Mevcut 27 partiden söz ediliyor.
Allah’tan bu partilerden bazıları seçime katılmama akılcılığını ve gerçekçiliğini gösterdi!
Kamuoyu bu partilerden hangisini biliyor?
Hangi partide kim genel başkan, bilen var mı?
Siyaset ciddi, aynı zamanda sorumluluk isteyen bir uğraş.
Bir ülkenin ve o ülkede yaşayan milyonlarca insanın geleceği sizin beceri ya da beceriksizliğiniz yüzünden ya yücelecek ya da krizden krize sürüklenecek.
Bilmediğini ya da bir işi beceremeyeceğini bilmek kadar güzel bir erdem olamaz.
Bilmediği ve beceremeyeceği halde, bir maceraya yelken açanlar, belki bir biçimde, bir yerlere gelebiliyor hatta birilerince, vatan kurtaran aslan gibi halka sunularak ülkenin ve ülke insanının kaderiyle oynanabiliyor.
Türkiye yıllar boyu, koltuk kavgası yüzünden, krizden krize sürüklendi.
Ülke 70 sente muhtaç durumlara düştü, uluslar arası arenada parası pul, itibarı sıfır oldu.
Böylesine rezil bir siyaset anlayışına sahip onca siyasetçi, siyaset sahnesinde kalabildi.
Beceriksizlikleri, özellikle de yetersizlikleri ve yanlış politikaları yüzünden, bu milletin, bir sürü yanlışa imza atmış siyasi liderlerin kuyruğuna takılmalarına ve bunu inadına sürdürmeleri bir yana, onları kahraman ilan edip, hala arkalarından ağıtlar yakmalarına hep şaşarım!
Bu saçmalığa, gençliğimizde biz de imza atıp, bir siyasetçinin peşine takılıp, dağlara taşlara adını yazmıştık!

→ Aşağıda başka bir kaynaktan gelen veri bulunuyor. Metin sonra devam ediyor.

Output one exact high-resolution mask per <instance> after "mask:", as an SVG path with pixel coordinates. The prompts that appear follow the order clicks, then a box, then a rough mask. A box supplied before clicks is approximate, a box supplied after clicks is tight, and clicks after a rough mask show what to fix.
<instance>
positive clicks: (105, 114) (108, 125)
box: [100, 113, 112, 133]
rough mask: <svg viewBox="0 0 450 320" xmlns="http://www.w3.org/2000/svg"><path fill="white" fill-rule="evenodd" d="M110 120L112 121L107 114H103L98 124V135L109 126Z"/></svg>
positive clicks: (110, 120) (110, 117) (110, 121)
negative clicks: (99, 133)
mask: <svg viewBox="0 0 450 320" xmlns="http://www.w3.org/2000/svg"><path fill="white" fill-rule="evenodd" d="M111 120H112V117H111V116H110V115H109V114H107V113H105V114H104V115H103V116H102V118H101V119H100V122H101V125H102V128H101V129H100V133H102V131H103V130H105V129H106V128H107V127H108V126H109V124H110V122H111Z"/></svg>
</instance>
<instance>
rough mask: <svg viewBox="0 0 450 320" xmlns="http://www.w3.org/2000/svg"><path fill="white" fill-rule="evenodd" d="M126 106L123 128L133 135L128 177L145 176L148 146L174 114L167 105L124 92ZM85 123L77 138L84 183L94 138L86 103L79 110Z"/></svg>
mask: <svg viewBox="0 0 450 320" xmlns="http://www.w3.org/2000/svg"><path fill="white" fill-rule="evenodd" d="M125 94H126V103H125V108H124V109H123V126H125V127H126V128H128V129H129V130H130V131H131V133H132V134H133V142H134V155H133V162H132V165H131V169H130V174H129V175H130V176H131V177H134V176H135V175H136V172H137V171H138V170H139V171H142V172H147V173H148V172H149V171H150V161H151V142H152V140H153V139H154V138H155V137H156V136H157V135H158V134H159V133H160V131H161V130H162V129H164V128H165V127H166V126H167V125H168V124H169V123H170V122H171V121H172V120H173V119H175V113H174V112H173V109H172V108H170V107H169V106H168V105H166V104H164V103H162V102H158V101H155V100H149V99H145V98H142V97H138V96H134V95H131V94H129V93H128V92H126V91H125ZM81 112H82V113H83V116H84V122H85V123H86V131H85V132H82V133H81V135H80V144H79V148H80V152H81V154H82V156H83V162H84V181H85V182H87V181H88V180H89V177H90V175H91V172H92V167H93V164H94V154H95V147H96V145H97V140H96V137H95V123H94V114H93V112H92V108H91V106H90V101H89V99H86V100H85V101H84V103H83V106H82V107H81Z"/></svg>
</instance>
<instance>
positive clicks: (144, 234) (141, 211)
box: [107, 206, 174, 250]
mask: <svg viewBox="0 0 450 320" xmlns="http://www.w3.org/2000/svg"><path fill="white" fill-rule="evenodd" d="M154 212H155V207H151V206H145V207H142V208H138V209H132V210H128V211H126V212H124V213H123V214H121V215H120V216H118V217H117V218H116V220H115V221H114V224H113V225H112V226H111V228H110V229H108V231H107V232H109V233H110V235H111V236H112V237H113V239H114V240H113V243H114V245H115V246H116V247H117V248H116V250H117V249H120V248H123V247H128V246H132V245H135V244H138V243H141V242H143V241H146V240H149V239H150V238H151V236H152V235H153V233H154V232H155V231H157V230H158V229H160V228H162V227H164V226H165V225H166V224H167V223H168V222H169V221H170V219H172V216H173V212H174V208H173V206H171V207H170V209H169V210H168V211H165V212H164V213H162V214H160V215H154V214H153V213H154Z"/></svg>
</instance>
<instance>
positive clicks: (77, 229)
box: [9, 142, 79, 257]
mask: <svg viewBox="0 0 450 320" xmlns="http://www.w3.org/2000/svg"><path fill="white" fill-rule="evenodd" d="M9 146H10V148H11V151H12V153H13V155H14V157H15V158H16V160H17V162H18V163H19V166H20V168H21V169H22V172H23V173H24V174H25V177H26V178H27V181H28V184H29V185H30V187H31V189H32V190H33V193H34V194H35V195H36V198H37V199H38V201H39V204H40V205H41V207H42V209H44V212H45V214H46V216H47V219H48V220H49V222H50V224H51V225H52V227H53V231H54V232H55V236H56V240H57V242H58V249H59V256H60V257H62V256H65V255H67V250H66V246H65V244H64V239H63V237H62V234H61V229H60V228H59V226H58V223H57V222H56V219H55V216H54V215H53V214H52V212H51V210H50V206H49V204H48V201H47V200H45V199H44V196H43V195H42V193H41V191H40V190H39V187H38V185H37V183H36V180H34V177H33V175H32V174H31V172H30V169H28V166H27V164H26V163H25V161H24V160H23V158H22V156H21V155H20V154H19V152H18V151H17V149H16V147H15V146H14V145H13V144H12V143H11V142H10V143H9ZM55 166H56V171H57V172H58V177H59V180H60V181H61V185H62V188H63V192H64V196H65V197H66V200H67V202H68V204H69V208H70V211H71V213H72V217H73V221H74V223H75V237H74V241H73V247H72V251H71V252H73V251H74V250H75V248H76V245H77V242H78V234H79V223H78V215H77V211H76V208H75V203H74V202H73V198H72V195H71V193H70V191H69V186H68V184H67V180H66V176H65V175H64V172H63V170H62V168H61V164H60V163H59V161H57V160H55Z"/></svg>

Demek ki şaşmamak gerekir.
Yanılmanın da insana mahsus olduğunu kabul etmemiz gerekir ama aynı yanılgıyı bir ömür boyu sürdürmek, hem saçmalık, hem de sorumsuzluğun dik alası!
İşin komik yanı, ne tarihçisi, ne yazarı çizeri, ne de siyaset yorumcusu, özellikle de önemli bir bölümü, bu boş varillerin şiirsel söylemlerine ve olmayacak vaatlerine dayalı gürültüsüne kendilerini kaptırıp, yığınları uyarma gereği duymamaları, bu yalan dolanlarla sarmaş dolaş olmuş şişirme balonlara halkın sarılmasına katkı verme rezilliğini sergilemeleri akıl alacak gibi değil!